Intellectual Property and the Fair Use Dilemma: The lecture transitioned into the "Ultimate Moral Dilemma" regarding AI training on copyrighted material. Mr. Ryder deconstructed the Four-Factor Fair Use Analysis, noting that courts are increasingly focusing on the "transformative" nature of AI outputs. He proposed a recalibrated framework for ethical AI development that includes:

  • Explicit Informed Consent: Moving beyond generic terms of service to specific usage durations and cases.
  • Revenue Sharing: Establishing models for attribution and financial compensation for creators whose works contribute to commercially successful AI models.
  • Differential Treatment: Distinguishing between non-commercial research and stricter requirements for commercial deployment.

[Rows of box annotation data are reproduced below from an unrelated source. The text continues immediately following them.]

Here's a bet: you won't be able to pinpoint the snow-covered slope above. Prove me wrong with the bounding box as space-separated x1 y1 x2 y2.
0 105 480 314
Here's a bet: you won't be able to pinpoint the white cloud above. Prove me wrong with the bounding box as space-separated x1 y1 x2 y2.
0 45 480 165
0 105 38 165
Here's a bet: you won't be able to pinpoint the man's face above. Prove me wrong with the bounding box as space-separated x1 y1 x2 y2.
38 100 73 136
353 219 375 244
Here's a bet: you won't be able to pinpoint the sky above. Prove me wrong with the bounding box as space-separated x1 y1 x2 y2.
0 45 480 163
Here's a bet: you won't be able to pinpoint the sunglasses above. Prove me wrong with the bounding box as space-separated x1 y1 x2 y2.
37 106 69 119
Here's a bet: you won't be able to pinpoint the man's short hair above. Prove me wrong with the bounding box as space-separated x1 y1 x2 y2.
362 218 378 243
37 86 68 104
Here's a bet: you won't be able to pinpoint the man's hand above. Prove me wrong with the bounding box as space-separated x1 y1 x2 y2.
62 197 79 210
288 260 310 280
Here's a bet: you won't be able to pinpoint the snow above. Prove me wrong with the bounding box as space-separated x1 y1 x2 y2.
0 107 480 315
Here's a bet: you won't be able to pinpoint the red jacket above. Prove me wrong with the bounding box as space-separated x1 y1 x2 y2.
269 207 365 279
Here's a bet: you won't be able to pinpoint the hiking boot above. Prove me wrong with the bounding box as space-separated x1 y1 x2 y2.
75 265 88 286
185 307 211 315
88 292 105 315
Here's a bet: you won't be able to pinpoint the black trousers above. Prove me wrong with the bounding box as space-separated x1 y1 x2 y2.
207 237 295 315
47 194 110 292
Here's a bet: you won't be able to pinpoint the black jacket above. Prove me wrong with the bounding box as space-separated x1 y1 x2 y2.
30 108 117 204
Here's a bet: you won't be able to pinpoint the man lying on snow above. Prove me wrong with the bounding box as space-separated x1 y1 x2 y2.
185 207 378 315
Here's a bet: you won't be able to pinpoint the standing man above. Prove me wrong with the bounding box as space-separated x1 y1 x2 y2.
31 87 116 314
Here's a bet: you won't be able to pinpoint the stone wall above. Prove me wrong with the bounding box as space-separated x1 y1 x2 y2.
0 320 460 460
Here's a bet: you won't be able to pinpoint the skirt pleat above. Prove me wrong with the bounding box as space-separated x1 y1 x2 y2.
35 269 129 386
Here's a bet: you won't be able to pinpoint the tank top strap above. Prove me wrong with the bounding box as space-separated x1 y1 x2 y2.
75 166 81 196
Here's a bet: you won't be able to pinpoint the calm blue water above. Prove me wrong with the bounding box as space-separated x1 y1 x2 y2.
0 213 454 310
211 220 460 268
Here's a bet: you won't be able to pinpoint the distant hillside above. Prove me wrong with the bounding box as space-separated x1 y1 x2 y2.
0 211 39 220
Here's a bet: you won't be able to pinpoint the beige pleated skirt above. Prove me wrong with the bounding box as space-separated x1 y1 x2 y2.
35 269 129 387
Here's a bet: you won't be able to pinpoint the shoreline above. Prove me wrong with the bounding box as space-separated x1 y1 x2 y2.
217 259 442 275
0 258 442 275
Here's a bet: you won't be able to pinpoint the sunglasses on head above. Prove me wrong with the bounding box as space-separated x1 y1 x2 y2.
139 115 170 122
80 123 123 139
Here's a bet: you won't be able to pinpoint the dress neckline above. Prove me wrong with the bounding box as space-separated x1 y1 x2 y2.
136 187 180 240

Forward-Looking Risk Management: Concluding the session, Mr. Ryder offered strategic advice for stakeholders. He urged developers to implement content auditing and proactive licensing, while calling on policymakers to clarify fair use through targeted legislation. He touched upon future complexities such as Multimodal AI Systems and Federated Learning, which allow for decentralized training that may solve some copyright challenges while introducing new governance hurdles. The session ended with a call for a multi-stakeholder dialogue to ensure that AI serves as a tool for social justice rather than a reproducer of historical biases.

Event Outcome:

  • Conceptual Clarity: Participants gained a comprehensive understanding of the ethical trilemma (Utilitarianism, Deontology, and Virtue Ethics) as it applies to algorithmic governance.
  • Legal Analytical Skills: Students and researchers were equipped with the tools to apply the "Four-Factor Fair Use Test" to modern AI training datasets and generative outputs.
  • Liability Awareness: The session successfully highlighted the current "legal vacuum" in AI product liability, encouraging students to think critically about future litigation involving autonomous agents.
  • Stakeholder Strategy: Attendees learned practical risk management strategies tailored for developers, creators, and policymakers, fostering a holistic view of the AI ecosystem.
  • Policy Advocacy: The event underscored the importance of international coordination and targeted legislation to protect the human creative spirit in the age of synthetic data.